Previously a parking garage, the building had multiple existing finishes on the floor. This variety, and the gallery owner’s request to keep the existing surfaces, made maximizing each area’s potential beauty our primary goal. The central section of the project had been so damaged and chopped up from its previous heavy traffic flow and poor maintenance that our team had to work rigorously to prepare the floor before we could polish. Thanks to meticulous, diligent supervision and an all-around hearty work ethic, we were able to successfully patch and salvage the area.
Since we were working in an already demoed space, we could work quickly, and finished the preparation work in under a week. We met the challenges put before us to the gallery owner’s full satisfaction, and in the most cost effective way possible.
UNEVEN SUBSTRATE FOUND AFTER 1ST GRIND
HOLES IN NEED OF PATCHING
BLACK GLUE, WHICH WAS LATER REMOVED
The Diamond Grinding Process
Some cases like this involve shot blasting or scarifying to loosen the previous underlayments of concrete, but we ground the surface all the way down to start “from scratch”. Our team used everything from heavy duty prep machines to the finest planetary finishing grinders in order to ensure the most cost-effective and beautiful results.
The gallery consists of three levels, two of which are less than a foot difference in height, and one which is raised approximately three feet above the lower levels. Part of our project was to pour two ramps and a set of three steps to allow for maximum traffic flow and ease of access. Since the art gallery would be open to the public, we worked with Kevo to design these features and put them in place before finishing and polishing the entire floor.

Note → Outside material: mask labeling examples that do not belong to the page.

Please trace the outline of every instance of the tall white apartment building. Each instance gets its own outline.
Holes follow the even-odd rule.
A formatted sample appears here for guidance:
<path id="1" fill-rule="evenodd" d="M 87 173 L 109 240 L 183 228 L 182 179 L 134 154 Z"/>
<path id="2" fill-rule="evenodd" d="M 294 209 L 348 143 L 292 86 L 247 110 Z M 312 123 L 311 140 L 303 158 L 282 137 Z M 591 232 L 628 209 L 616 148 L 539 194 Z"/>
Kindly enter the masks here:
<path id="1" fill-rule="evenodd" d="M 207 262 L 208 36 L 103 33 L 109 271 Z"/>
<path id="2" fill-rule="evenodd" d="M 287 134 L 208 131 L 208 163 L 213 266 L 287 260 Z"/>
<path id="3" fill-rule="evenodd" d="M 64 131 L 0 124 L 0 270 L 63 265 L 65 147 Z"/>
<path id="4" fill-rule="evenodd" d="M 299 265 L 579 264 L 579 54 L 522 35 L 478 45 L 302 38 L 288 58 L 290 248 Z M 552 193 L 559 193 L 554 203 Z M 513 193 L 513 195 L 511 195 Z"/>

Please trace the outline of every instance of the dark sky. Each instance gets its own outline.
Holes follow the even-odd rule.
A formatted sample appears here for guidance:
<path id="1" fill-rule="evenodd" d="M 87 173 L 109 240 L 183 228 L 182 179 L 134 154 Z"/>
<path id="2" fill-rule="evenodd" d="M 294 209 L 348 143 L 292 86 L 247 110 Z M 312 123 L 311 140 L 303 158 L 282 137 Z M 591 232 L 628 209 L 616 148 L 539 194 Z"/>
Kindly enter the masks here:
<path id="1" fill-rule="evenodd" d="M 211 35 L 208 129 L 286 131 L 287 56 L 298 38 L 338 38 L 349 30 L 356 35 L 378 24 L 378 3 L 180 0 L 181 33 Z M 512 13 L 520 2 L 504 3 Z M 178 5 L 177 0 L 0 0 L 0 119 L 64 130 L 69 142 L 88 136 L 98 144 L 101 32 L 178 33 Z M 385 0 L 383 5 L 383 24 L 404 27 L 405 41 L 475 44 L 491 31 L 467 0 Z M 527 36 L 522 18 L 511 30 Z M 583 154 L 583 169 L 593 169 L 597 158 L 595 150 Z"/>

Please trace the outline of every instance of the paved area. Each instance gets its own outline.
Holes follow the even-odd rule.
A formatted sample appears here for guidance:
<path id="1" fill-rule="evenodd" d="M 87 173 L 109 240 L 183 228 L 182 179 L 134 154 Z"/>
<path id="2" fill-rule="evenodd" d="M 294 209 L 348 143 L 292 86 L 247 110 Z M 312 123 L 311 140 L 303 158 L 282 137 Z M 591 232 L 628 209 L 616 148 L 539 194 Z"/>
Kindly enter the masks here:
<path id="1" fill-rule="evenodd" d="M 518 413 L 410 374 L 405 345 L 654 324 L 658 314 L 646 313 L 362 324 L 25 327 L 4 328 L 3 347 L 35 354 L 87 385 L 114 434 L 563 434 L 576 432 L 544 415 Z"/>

All Polished Up: The Final Product
Then the gallery owner, Eric Allouche, came to look at a sample section we had polished for him. Although all decorative concrete is naturally beautiful, it’s important to us to ensure our customers’ specific needs are met, and we gave Eric a sample of what he has requested: a natural gray surface with minimal aggregate and high reflectivity (shine). After getting the thumbs-up, we polished both upper and lower levels, taking care to hand-polish in tight spaces and around the structural columns so every area would have the same level of reflectivity.
The entire project, from floor prep to final touches, took 10 days.